The survey found that financial security was women’s top savings priority, but competing financial demands often got in the way. Twenty-seven percent of respondents said their biggest financial regret was spending money on something they didn’t need, while 18% wished they had started saving sooner. Fourteen percent regretted helping family or friends financially when they should have prioritized their own savings.
Unexpected expenses also continued to derail saving goals. Forty-seven percent of women said they used money earmarked for one financial goal to cover another expense at least once over the past year.
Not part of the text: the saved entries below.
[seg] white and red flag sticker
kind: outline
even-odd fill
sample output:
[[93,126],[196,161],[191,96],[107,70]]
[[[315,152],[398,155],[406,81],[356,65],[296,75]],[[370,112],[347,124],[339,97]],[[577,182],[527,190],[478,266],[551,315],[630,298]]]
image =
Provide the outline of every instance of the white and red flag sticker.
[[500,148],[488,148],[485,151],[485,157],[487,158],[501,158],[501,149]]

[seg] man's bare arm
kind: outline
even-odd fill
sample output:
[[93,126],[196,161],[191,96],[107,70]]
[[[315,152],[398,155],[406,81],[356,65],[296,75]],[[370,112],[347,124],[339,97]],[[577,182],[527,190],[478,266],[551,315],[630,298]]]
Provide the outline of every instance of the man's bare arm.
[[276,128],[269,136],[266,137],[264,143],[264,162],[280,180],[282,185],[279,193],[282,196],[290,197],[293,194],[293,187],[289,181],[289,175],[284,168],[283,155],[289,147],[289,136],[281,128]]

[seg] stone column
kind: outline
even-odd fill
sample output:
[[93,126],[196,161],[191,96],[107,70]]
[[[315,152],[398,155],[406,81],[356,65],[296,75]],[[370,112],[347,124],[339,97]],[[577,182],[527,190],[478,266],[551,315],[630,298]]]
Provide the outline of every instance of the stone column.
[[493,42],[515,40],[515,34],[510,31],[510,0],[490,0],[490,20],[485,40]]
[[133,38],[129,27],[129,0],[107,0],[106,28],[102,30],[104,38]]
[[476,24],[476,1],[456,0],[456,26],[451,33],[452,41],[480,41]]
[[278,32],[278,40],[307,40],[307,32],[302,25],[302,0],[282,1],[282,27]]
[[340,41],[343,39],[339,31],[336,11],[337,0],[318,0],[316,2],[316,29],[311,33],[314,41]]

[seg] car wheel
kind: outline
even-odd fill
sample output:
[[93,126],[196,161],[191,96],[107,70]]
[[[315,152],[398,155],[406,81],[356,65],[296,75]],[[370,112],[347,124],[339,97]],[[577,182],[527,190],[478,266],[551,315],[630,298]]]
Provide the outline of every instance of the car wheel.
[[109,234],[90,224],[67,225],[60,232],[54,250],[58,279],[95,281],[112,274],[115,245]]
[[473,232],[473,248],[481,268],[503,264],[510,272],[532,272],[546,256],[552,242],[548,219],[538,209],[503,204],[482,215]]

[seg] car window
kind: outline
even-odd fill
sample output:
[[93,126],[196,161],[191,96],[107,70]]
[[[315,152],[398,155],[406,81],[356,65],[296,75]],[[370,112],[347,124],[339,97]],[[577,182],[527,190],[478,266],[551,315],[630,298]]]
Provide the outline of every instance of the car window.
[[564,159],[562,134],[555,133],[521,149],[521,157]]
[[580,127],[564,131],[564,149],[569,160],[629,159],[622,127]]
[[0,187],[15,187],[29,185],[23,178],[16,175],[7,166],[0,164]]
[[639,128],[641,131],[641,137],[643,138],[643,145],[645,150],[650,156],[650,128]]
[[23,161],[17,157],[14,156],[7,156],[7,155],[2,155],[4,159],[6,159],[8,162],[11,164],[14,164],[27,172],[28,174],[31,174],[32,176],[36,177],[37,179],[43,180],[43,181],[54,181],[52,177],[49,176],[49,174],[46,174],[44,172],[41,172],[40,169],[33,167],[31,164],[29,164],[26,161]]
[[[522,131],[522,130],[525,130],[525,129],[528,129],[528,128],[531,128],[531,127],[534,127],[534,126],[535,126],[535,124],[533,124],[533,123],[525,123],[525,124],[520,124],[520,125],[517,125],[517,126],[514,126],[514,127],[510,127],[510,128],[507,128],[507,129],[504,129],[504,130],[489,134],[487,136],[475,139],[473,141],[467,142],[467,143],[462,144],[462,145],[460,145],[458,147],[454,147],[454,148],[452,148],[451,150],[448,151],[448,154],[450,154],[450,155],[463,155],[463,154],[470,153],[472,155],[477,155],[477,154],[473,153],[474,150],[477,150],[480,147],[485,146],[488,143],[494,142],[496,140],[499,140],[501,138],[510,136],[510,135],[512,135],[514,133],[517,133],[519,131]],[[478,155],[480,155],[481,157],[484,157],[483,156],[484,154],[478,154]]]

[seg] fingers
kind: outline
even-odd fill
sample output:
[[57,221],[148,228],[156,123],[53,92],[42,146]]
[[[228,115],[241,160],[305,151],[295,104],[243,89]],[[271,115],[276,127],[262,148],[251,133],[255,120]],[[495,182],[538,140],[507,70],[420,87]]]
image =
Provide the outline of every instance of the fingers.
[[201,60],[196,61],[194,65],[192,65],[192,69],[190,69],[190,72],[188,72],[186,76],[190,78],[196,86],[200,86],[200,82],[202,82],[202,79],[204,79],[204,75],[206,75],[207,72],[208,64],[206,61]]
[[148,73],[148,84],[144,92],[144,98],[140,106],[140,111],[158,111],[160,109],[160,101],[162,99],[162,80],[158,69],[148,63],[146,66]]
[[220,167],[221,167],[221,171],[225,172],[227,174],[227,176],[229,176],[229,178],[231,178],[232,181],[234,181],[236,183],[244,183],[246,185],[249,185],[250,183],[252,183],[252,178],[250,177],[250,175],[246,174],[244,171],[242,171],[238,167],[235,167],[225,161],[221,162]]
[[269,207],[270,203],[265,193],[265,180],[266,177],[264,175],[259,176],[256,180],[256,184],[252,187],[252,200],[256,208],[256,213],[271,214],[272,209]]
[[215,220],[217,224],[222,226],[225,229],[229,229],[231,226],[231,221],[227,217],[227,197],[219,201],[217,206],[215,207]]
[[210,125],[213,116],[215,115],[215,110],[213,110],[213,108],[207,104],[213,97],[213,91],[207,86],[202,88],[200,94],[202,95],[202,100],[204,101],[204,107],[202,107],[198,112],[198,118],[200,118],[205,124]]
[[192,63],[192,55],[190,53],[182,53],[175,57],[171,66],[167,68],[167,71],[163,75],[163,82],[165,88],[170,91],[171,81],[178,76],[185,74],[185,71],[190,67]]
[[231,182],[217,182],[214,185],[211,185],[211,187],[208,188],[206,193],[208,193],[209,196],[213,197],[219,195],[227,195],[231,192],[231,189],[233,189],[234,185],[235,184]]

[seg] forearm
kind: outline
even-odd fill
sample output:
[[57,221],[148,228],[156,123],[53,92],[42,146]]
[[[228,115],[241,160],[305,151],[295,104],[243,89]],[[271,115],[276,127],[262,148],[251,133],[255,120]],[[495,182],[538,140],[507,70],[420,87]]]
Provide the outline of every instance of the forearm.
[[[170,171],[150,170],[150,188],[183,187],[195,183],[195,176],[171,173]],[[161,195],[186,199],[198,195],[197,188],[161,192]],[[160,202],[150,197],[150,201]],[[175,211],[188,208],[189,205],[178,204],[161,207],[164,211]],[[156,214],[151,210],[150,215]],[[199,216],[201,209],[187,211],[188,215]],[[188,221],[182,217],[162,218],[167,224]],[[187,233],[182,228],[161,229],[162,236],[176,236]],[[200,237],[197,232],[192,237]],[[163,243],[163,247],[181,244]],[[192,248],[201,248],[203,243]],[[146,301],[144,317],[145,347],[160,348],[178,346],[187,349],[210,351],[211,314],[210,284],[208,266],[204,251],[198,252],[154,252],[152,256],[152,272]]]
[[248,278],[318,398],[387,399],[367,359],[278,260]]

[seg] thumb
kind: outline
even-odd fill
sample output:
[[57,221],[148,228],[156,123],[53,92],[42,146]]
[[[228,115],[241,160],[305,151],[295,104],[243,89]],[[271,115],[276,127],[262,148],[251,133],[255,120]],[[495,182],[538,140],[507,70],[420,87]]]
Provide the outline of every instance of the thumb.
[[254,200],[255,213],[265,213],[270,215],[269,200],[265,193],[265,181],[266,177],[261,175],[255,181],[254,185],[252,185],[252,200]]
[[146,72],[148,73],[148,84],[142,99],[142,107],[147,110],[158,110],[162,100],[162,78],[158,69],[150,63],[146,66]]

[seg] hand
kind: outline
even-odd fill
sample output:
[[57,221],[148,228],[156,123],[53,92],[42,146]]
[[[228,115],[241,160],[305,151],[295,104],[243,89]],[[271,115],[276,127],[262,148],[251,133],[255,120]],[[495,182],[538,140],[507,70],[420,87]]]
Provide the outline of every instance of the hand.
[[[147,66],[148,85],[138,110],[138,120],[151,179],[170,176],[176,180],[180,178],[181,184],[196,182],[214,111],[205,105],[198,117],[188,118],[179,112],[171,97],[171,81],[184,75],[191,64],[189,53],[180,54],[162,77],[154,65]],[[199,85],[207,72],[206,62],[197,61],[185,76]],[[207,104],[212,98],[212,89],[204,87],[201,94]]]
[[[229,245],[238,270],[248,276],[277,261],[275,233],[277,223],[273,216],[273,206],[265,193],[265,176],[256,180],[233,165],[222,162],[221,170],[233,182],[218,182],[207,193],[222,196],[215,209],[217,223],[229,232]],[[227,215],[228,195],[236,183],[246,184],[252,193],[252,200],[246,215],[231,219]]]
The findings come as Americans continue making progress in workplace retirement savings. According to Vanguard's How America Saves 2026 report, average overall plan participation reached 86%, while 61% of plans now use automatic enrolment to help employees begin savings. Professionally managed investments have also become the norm, with 69% of participants using managed allocations and 96% of retirement plans offering target-date funds.
Those trends suggest employers are making it easier for Americans to build long-term retirement savings. Yet Vanguard’s separate survey indicates that many women may not be applying the same approach to their cash savings, leaving money in low-yield accounts even as retirement saving becomes more automated and diversified.
According to Vanguard’s survey of women, many respondents said additional guidance could help close the gap between their savings goals and their current strategies. Thirty-five percent said a recommendation from someone they trust would make them more confident about moving to a high-yield savings option, while 30% cited more financial education and 29% said guidance from a certified financial professional would encourage them to change.
Retirement plan design is helping more Americans develop strong saving habits, but many women remain uncertain about how to manage cash savings beyond the workplace. Financial education and personalized guidance could play an important role in helping close that gap.